I have not listened to one episode of the Joe Rogan Experience podcast. I may be one of the only people on the planet since it reportedly has had 191 million downloads for just one month. Many people know Joe Rogan, have heard his name, or became familiar with the recent COVID misinformation and Spotify controversy.

 While I have kept updated on the shenanigans, I am more interested in the trend. I recently mentioned I am watching three trends. Trend 1, Back to the future- Audio eclipsing video streaming is of particular interest. Entertainment started as audio before film, and video content took over. Audio took a back seat until voice content started to peak in 2014. Netflix, Hulu and other streaming platforms cannibalised the streaming content space until entertainment returned to audio. From podcasts, books to plays, audio is the future. That future is more individuals like Joe Rogan getting a $100 million deal reportedly and having advertisers vying for space during an episode.  Along with micro-content creators that appeal to a niche audiences.

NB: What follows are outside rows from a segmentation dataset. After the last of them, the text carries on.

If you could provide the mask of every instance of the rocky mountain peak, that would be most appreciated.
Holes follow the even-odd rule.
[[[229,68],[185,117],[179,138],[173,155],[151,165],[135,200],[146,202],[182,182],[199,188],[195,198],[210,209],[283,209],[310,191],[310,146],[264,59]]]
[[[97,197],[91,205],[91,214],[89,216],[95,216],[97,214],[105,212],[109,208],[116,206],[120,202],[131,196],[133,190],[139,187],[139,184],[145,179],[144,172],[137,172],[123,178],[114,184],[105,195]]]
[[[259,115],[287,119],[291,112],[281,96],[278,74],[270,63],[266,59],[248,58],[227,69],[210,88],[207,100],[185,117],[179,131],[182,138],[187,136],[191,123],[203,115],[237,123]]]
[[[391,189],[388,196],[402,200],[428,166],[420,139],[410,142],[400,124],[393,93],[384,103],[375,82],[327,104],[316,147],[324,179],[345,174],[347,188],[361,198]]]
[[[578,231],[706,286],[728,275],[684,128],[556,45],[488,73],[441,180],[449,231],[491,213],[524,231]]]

Shifts start with wars. The war for talent has started. Neil Young announced that he would be leaving Spotify due to the Joe Rogan controversy. A list of artists soon followed. Tidal smartly started its marketing campaign to attract these celebrities and the conscious consumers who align to the boycott. The activist economy is alive and well, ensuring enough revenue to go around. While the future of Spotify's relationship and revenue with Joe Rogan remains intact, we can be sure companies are opening up their supply chains for content creators.

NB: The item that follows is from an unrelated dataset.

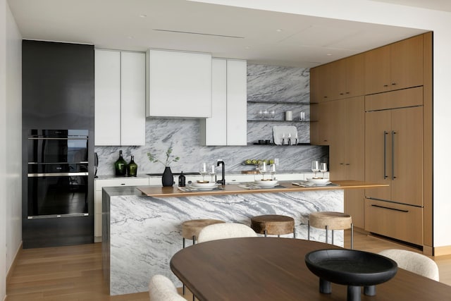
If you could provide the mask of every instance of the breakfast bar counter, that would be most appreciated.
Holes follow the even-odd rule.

Audio is becoming as integral as any digital portfolio. It leaves the question open about how companies will need to adapt to this change to engage with their clients, customers and consumers. Not everyone needs a podcast, nor is it appropriate for every business; however, for certain companies, establishing an audio presence will need to be fundamental to their marketing and thought leadership approach. For example, creating something as simple as an audio e-book to complement traditional digital e-books is a practical way to integrate the changes that audio brings to the marketplace. Whether or not companies engage with audio will be based on several variables. However, one thing that will not change is that audio is here to stay.